È questa o no la condizione dei moderni politici arrivati: sempre insoddisfatti nell’avere, sempre insufficienti nell’apparire, sempre svuotati nell’essere? È questa o no la finalità dell’attuale politica come professione, in antitesi all’antica politica per passione – per dirla alla Max Weber?

Ad esclusione di un certo numero di giovani che ancora hanno in sé, per destino o per contagio, il germe dell’ideale, e di quelli spregiudicati inquadrabili nella descrizione fatta, o un certo numero di manovrati qualunquisti in eterna agitazione, gli altri si diluiscono nella quotidianità dell’individualismo e della volontaria omologazione. Assuefatti ad ogni tipo di propaganda e ad ogni novità consumista, come prescritto dal controllo democratico delle coscienze, si assopiscono nello spirito e nella coscienza.
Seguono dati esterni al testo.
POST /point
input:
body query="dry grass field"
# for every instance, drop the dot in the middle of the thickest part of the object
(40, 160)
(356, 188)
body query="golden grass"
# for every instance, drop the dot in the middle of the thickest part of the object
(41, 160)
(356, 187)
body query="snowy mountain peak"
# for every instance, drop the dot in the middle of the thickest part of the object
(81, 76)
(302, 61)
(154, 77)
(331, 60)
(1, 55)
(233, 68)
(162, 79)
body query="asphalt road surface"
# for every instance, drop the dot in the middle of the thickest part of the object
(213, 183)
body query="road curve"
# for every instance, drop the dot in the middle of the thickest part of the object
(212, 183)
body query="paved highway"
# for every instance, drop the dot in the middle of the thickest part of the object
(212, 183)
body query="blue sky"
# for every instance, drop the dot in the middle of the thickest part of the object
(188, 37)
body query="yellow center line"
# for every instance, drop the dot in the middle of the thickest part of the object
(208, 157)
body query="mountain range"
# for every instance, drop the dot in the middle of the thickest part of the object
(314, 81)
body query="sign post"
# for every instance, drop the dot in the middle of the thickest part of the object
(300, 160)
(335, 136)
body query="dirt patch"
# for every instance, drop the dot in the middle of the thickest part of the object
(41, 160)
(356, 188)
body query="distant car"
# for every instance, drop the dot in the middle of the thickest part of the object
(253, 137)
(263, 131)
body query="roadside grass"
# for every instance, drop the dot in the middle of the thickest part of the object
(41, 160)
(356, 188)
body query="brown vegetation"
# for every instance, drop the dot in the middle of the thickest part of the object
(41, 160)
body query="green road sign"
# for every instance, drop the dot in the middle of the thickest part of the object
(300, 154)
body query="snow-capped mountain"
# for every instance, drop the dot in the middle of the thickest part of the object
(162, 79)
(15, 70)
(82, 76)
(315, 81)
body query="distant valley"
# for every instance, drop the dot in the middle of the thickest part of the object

È il risultato di una operazione studiata, voluta e condotta dal sistema, perché: “(…) è stato proprio l’avvento delle forme di governo ‘democratico’ e delle libertà individuali, assieme all’industrializzazione a produrre la necessità oggettiva, sia politica che economica, di governare (manipolare) dall’alto il pensiero e il comportamento della gente, sia come elettori che come consumatori”[iii].

Il problema che si pone è come scuotere le coscienze, come riattivare i sogni e risvegliare le speranze, come riacutizzare lo sguardo verso il destino, come dare di nuovo un senso al sacrificio, come far capire ai sonnolenti e sedati contemporanei – per rifarsi alle parole di Paolo Borsellino – che una intera generazione sta morendo ogni giorno, più volte al giorno, di noia, di paura, di disinteresse e di cinismo, mentre l’unica vita a disposizione sta sfuggendo di mano verso l’unica meta naturale, ma senza alcuna consapevolezza, alla fine, di avere vissuto con passione e dignità.


[i] N.G. DÀVILA, Pensieri antimoderni, trad. it., Edizioni di Ar, Padova 2008, p. 29.

[ii] Le citazioni sono tratte da AA.VV., Filosofia antica, Raffaello Cortina, Milano 2005, pp. 31-2

[iii] M. DELLA LUNA / P. CIONI, Neuro Schiavi, Macro Edizioni, Cesena (FC) 2009, p. 30.